There are other features I use, but without these I feel uncomfortable. I do not want to get too deep into this, but Aperture does not have out-of-the-box lens correction and batch processing. – Or I just could not find it. – Noise reduction is not too sophisticated, or at least no too adjustable.

Of course, as I’m getting to used to it, you could get extension to Aperture. You could find there Noise Ninja, HDR image processing, but still no decent lens correction. I found NikSoftwares Coror Efex Pro 3.0 really neat, althought it’s not “just Aperture” software, it integrates with CaptureNX2 and Photoshop as well.

Integration for Aperture is lousy. It’s not natural. It’s just like opening the same file in another editor. Just compare Color Efex Pro in Aperture and CaptureNX2.

Do not get me wrong. Aperture is a great software. It’s just not a RAW processing or a photo editing software.

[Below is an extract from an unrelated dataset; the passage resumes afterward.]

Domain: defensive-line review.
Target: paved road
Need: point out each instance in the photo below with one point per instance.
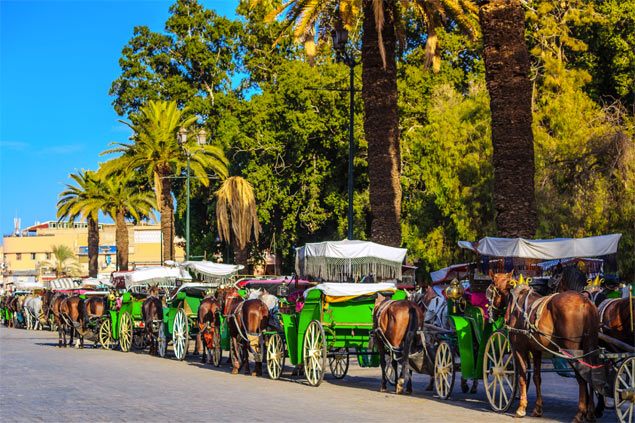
(40, 382)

It is great for managing your collection of images, although for that I would need a desktop Mac and not a laptop with small hard drive. – I was just misled by the things I read on the Internet and with Apple’s marketing, which is astonishing.

Otherwise CaptureNX2, Photoshop, BibblePro, etc. all runs fine on Mac. So no obligation here, MacBook is a great photo companion.

All I’ll do in a near future is, I’m going to pack a bigger hard drive into the MacBook. And that’s it.

Am I satisfied as a photographer? Definitely YES.